Thursday, August 23, 2012

Two cannibals are having lunch...

Hello, gentle readers.
Sometimes people ask me why I don’t try writing comedy. They tell me that I’m a funny guy. I smile and thank them for the compliment, but demure from pursuing a career as a comedy writer.
Why?
Because I’m no good at it.
Although I think I have a certain comedic charm in person, it doesn’t really translate to the page. I can tell a funny story, face to face, but it doesn’t translate well to the written word.
I think it’s because, in person, I’m a funny looking guy.
Now, before everyone leaps to my defense with cries of, "Oh no! You’re not funny looking at all! You’re quite handsome!" Just let me say that I am very much aware of how I look and I’m quite happy with the way I look.
Gentle readers, for those of you who are ignorant of my appearance, you should know that I’m a bad case of jaundice away from looking like Homer Simpson. I’m one of those big, bald guys you see walking around the supermarket in khaki shorts, an oversized T-shirt and sandals.
Some of you may have been picturing me as a slender, perhaps slightly effete, gentleman of words, wearing a velvet smoking jacket and possibly a cravat. My apologies for shattering that image, but if it helps, you may picture me in an ice-cream white suit, holding a large snifter of brandy and dictating these blog entries to a devoted personal secretary named Fitz.
In person, I can be very entertaining. My face is animated and, when I speak, I used my hands to illustrate my points. No, I do not do "jazz hands" a la Jack McFarland. Rather, I gesticulate when I talk.
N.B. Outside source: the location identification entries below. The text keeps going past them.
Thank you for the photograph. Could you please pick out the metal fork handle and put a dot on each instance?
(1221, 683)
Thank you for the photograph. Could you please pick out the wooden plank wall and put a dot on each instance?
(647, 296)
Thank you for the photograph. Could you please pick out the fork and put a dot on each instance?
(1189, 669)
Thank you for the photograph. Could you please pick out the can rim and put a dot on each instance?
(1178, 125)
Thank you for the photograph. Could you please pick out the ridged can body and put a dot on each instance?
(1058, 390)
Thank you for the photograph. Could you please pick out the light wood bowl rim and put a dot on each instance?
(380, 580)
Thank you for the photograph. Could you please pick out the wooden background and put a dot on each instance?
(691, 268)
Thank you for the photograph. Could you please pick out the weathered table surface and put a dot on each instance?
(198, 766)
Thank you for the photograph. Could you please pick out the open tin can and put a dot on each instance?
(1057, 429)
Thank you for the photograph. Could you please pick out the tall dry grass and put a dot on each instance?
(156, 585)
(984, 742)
It is unconscious, like the way I’ll make faces or mimic someone’s accent.
In person, ladies and gentlemen, I put on a show.
Alas, on the page, my comedic styling false flat.
Take for instance, the following joke:

Two cannibals are having lunch in the jungle. One cannibal looks at the other and asks, "Does this clown taste funny to you?"
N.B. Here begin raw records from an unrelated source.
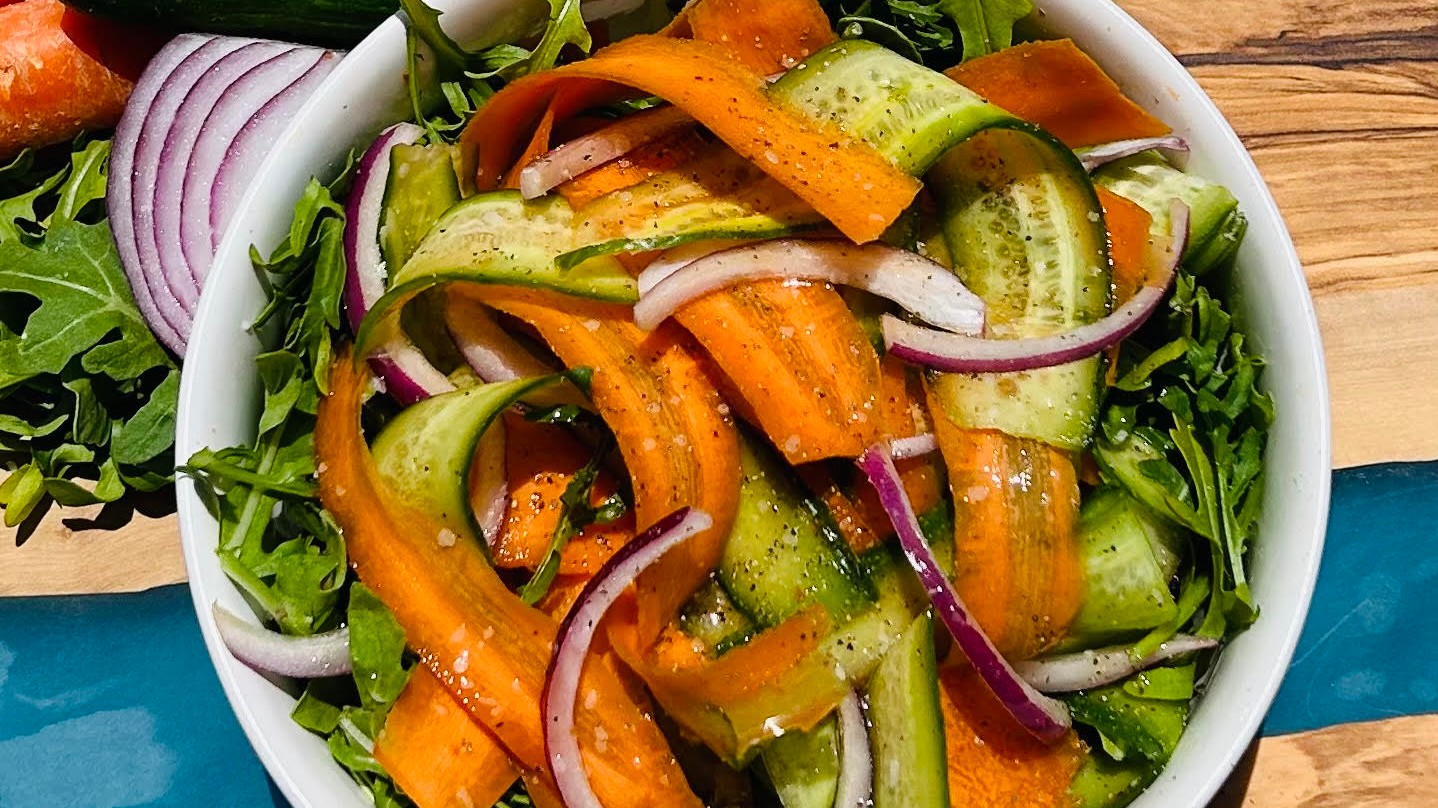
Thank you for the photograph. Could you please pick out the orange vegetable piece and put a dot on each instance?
(798, 358)
(813, 158)
(436, 752)
(1015, 509)
(992, 761)
(485, 646)
(678, 443)
(765, 35)
(542, 459)
(62, 72)
(1060, 88)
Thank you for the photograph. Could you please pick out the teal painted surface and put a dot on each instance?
(111, 700)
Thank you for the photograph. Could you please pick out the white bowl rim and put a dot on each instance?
(285, 752)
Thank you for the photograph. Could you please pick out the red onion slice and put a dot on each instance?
(956, 352)
(1118, 150)
(252, 94)
(577, 633)
(183, 276)
(1082, 670)
(489, 351)
(122, 178)
(269, 652)
(148, 150)
(916, 446)
(912, 281)
(583, 154)
(856, 759)
(672, 260)
(255, 140)
(1044, 718)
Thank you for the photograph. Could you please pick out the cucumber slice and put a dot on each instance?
(420, 189)
(1027, 235)
(803, 767)
(780, 557)
(424, 453)
(1129, 555)
(1215, 223)
(906, 725)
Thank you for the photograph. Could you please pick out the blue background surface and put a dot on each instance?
(111, 700)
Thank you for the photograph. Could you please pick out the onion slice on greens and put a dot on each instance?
(1103, 154)
(1082, 670)
(271, 652)
(919, 285)
(590, 151)
(407, 374)
(956, 352)
(856, 756)
(1044, 718)
(577, 631)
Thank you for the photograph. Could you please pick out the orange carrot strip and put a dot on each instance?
(992, 761)
(679, 446)
(1060, 88)
(765, 35)
(58, 75)
(813, 158)
(538, 144)
(798, 358)
(1015, 508)
(436, 752)
(1129, 243)
(542, 460)
(485, 646)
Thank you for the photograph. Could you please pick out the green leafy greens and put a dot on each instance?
(86, 393)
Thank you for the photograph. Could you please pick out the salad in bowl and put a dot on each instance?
(767, 403)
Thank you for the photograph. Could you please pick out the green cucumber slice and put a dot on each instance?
(780, 555)
(424, 453)
(906, 723)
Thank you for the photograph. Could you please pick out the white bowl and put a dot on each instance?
(219, 400)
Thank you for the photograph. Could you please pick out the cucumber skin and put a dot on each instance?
(906, 723)
(338, 23)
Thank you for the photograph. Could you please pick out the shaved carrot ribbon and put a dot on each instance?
(485, 646)
(1060, 88)
(813, 158)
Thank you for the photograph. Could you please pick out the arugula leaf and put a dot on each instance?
(85, 390)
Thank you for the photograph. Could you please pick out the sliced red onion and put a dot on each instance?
(122, 178)
(258, 92)
(1044, 718)
(489, 482)
(577, 633)
(180, 275)
(583, 154)
(269, 652)
(672, 260)
(956, 352)
(912, 281)
(916, 446)
(856, 759)
(255, 140)
(1082, 670)
(1107, 153)
(407, 374)
(200, 91)
(154, 132)
(489, 351)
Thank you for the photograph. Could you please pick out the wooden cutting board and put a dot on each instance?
(1338, 102)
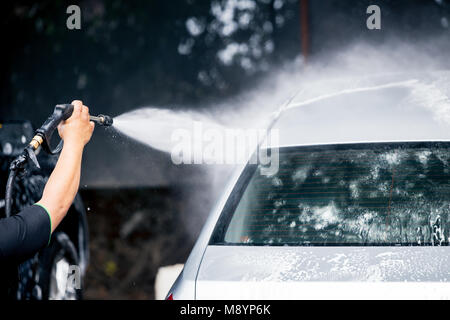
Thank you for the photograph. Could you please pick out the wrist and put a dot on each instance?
(74, 144)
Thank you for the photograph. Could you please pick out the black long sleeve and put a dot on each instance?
(24, 234)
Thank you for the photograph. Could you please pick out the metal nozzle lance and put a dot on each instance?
(102, 120)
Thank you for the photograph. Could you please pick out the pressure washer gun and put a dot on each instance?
(42, 139)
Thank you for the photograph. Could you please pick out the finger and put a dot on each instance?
(85, 112)
(77, 106)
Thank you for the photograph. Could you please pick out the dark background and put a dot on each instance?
(170, 54)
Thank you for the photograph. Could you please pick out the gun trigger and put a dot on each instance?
(32, 156)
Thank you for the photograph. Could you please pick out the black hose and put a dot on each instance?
(9, 189)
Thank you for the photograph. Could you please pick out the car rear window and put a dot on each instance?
(359, 194)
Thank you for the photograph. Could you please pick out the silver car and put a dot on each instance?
(358, 209)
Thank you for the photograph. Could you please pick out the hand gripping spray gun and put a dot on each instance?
(42, 139)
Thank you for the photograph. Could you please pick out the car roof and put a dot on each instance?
(385, 109)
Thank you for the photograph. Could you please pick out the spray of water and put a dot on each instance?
(357, 67)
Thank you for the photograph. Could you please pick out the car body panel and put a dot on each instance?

Short, simple and to the point. Also, I think, pretty funny.
Of course, if I were to write a story around that joke, it would be neither short, simple nor to the point. Like the virginal schoolgirl going to her senior prom, she doesn’t intend for anything untoward to happen, but at sunrise the next day she’s facing her parents at the local police station trying to explain exactly how that donkey got into the Mini-Mart and why her boyfriend was naked when the police arrived.
Like that young lady, I start out with the best of intentions, but things tend to go astray. A story that should have taken two or three pages, is suddenly an 800-page comedic epic with running gun battles, bad puns and an ending that remains just out of reach.
It would be the sort of story, ladies and gentlemen, that would have the reader throwing themselves out the window by the third chapter just to get away from it.
So, no, I do not write comedy. I do not write it because I am aware of just how bad at it I am and, also, to spare the lives of my readers.
Lord knows I don’t have enough of you to waste.